Okay, so eine gute Idee kommt in Zeiten eines erwachenden Nationalismus in Europa nicht so gut an, wäre aber zur Verhinderung von künftigen Terroranschlägen in Europa vermutlich wirksamer, als der syrischen Bevölkerung ihre Familienmitglieder wegzubomben. Für mich würde es keinen großen Unterschied machen, ob meine Frau oder Kinder bei einem nett gemeinten humanitären Bombenangriff „versehentlich“ von vermeintlichen Helfern aus der Luft oder von Feinden am Boden getötet würden. In beiden Fällen würde ich vermutlich auf Rache sinnen und womöglich versuchen, die Mörder in ihren Ländern ebenfalls anzugreifen und möglichst viele von ihnen mitzunehmen. Wenn man seine Liebsten verloren hat, ist einem dann wahrscheinlich auch egal, wenn man dabei draufgeht.

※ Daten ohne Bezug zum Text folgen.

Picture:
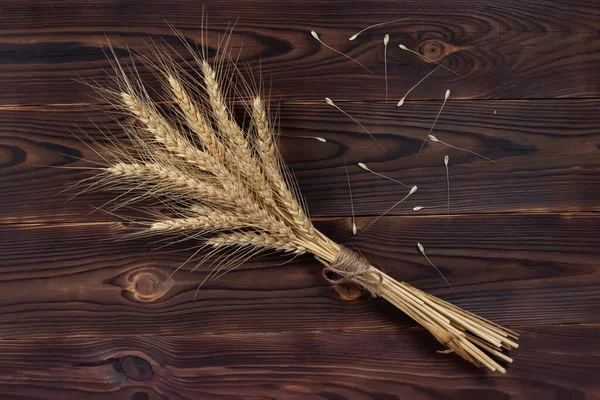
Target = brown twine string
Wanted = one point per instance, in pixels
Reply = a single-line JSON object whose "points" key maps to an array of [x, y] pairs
{"points": [[350, 266]]}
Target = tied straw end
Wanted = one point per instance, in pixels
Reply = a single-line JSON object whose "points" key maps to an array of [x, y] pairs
{"points": [[473, 338]]}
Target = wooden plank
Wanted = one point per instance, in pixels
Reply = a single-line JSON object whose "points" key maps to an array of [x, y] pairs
{"points": [[556, 361], [508, 50], [547, 151], [74, 280]]}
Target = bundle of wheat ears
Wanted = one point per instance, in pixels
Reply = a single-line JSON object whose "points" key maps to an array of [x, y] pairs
{"points": [[225, 185]]}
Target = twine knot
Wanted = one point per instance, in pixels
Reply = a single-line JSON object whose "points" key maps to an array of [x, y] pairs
{"points": [[351, 267]]}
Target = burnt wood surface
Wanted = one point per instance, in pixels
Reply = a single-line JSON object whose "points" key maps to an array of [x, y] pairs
{"points": [[85, 314]]}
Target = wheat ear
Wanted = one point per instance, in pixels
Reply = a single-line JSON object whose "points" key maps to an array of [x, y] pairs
{"points": [[227, 186]]}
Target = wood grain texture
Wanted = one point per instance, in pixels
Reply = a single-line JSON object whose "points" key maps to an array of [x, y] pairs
{"points": [[74, 280], [84, 315], [507, 50], [556, 362], [547, 151]]}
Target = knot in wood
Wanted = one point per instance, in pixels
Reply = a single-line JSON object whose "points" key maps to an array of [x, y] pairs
{"points": [[351, 267], [135, 368], [146, 284], [434, 50]]}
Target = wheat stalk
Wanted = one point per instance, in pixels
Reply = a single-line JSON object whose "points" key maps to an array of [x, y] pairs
{"points": [[227, 185]]}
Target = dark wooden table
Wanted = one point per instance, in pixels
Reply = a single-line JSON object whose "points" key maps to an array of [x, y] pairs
{"points": [[85, 317]]}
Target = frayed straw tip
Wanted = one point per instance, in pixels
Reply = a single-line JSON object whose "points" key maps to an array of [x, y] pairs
{"points": [[364, 166]]}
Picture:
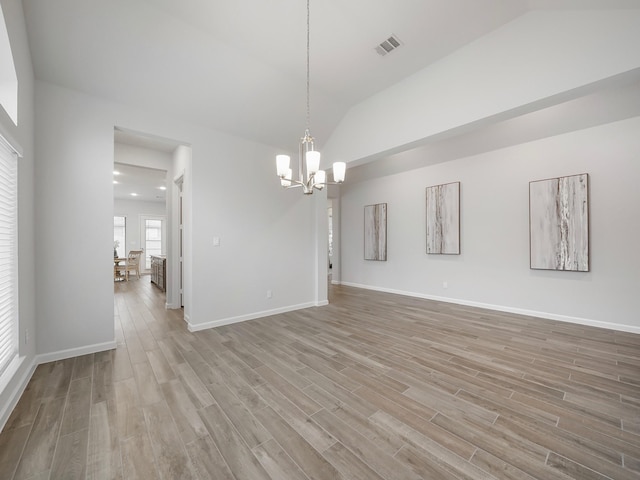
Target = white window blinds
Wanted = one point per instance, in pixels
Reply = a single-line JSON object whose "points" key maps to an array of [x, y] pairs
{"points": [[8, 255]]}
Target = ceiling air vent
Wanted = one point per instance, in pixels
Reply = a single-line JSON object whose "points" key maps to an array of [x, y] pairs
{"points": [[389, 45]]}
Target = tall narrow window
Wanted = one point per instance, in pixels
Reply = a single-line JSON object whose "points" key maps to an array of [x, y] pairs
{"points": [[119, 236], [153, 235], [8, 255]]}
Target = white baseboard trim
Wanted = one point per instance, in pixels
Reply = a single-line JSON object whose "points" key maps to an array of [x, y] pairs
{"points": [[14, 397], [501, 308], [74, 352], [251, 316]]}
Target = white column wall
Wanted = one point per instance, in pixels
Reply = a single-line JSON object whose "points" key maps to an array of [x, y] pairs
{"points": [[538, 59], [22, 136], [493, 269]]}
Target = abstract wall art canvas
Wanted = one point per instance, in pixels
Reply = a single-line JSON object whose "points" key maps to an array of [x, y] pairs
{"points": [[559, 223], [443, 219], [375, 232]]}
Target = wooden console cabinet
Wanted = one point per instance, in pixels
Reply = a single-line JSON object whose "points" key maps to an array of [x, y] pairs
{"points": [[159, 271]]}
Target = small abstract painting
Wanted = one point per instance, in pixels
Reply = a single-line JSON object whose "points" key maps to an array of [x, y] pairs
{"points": [[559, 223], [375, 232], [443, 219]]}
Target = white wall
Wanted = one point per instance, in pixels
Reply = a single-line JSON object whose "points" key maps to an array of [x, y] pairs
{"points": [[493, 269], [232, 194], [22, 136]]}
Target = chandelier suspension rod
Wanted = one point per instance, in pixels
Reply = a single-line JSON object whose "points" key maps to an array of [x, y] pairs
{"points": [[308, 74]]}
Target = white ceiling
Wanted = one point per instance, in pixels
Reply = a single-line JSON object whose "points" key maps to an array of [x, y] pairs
{"points": [[239, 66], [144, 182]]}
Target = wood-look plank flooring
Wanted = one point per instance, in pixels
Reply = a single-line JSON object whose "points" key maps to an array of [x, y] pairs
{"points": [[373, 386]]}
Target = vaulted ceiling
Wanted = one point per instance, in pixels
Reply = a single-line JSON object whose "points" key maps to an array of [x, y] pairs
{"points": [[239, 66]]}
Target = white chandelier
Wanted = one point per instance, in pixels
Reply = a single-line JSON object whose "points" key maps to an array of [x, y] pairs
{"points": [[309, 174]]}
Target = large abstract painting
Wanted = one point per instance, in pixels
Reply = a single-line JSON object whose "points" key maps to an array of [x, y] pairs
{"points": [[443, 219], [375, 232], [559, 223]]}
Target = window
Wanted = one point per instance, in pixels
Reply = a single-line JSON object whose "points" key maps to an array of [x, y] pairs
{"points": [[120, 236], [8, 255], [152, 238]]}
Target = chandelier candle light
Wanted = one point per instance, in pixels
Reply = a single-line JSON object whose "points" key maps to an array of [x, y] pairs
{"points": [[309, 174]]}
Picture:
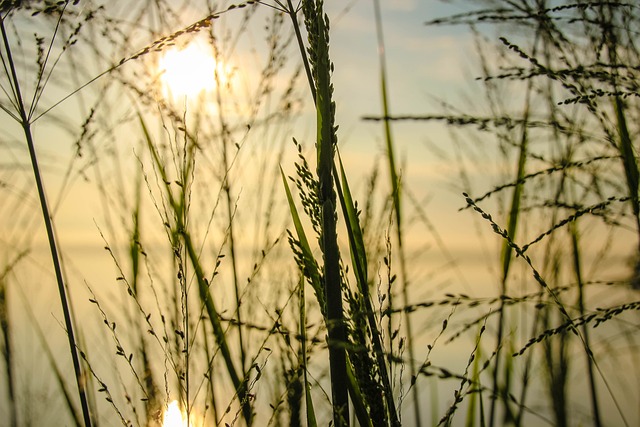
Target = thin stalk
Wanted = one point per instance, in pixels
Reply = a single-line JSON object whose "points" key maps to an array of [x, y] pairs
{"points": [[396, 197], [593, 392], [7, 352], [66, 308]]}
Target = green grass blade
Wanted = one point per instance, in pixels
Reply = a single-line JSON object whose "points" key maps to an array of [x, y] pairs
{"points": [[359, 260], [628, 160], [309, 264], [239, 384]]}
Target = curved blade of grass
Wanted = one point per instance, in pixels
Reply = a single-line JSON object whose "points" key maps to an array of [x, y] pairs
{"points": [[628, 161], [310, 266], [310, 412], [48, 222], [203, 286], [68, 397], [362, 414], [397, 199], [359, 260]]}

Irgendwann ist einem alles egal. Dass auch dies von den Führern noch mit einem Schuss religiös verbrämten Wahnsinn eiskalt ausgenutzt wird, darf nicht verwundern.
Reichen 30 Jahre?
Angesichts der unübersichtlichen Lage und des Hin und Her der Gebietsgewinne und -verluste erinnert dieser Bürgerkrieg, der witzigerweise nicht so sehr von Bürgern sondern gegen Bürger geführt wird, an den 30-jährigen Krieg von 1618 bis 1648. Da wusste am Ende auch keiner mehr so ganz genau, wer, wann und warum mit wem kooperiert hatte oder warum diese gequirlte Kacke überhaupt begonnen hatte. Auch da wurde Religion als Vorwand für Land- und Machtgewinn genutzt, und zwar die christliche, ganz ohne Muslime. Auch da kämpften Alle in verschiedenen Allianzen in erster Linie zum eigenen Vorteil. Auch da verreckte ein großer Teil der Bevölkerung, ohne dass das die Kriegsherren groß gestört hätte. Erst nachdem das Land weitgehend zerstört und ein Großteil der Bevölkerung gestorben war, kam es nach 30 Jahren sinnloser Kriegführung zum Westfälischen Frieden.
Es mag sein, dass der unsinnige Kampf in Syrien und im Irak noch länger als 30 Jahre dauern wird und es mag sein, dass der Wunsch des IS eines Krieges um die ganze Welt, schon bald in Erfüllung geht. Dazu müssen ja nicht einmal IS-Kämpfer aus der Region auf die anderen Kontinente kommen. Es reicht, wenn sich vor dem Hintergrund des entfesselten Irrsinns einheimische Kräfte weiter oder erstmals radikalisieren. Wer ernsthaft meint, er könne die einheimischen Terroristen von Terroranschlägen abhalten, wenn er ferne Länder bombardiert, der irrt. Das werden die nur als zusätzliche Rechtfertigung ansehen. Tatsächlich wird das aber auch keiner der beteiligten Staatslenker meinen, es sieht halt nach Aktivität aus und beeindruckt vielleicht die Fans einfacher Lösungen. Die nächsten Anschläge kommen aber so sicher wie der Sonnenaufgang am Morgen. Das freut den IS und das nützt auch den rechtspopulistischen Parteien in Europa. Das wird zu weiteren Einschränkungen der Freiheit in Europa führen, die von sogenannten Sicherheitspolitikern nach jedem Anschlag gefordert werden.
Der Satz, die Freiheit Deutschlands werde auch am Hindukusch verteidigt, war schon falsch. Wenn nun jemand behauptet, die Werte Europas könnten durch die „Allianz gegen den IS“ in Syrien und im Irak verteidigt werden, der irrt gewaltig oder er lügt absichtlich. Die Feinde der europäischen Werte sitzen mitten in Europa und sie gewinnen immer mehr an Boden. Ob in Ungarn, Polen oder Frankreich. Gegen die internen Feinde von Rechtsstaat und Demokratie, egal aus welchem Lager, helfen keine Bomben und keine Bodentruppen. Gegen die hilft nur gelebte Demokratie. Und dazu gehört echter Mut zur Freiheit.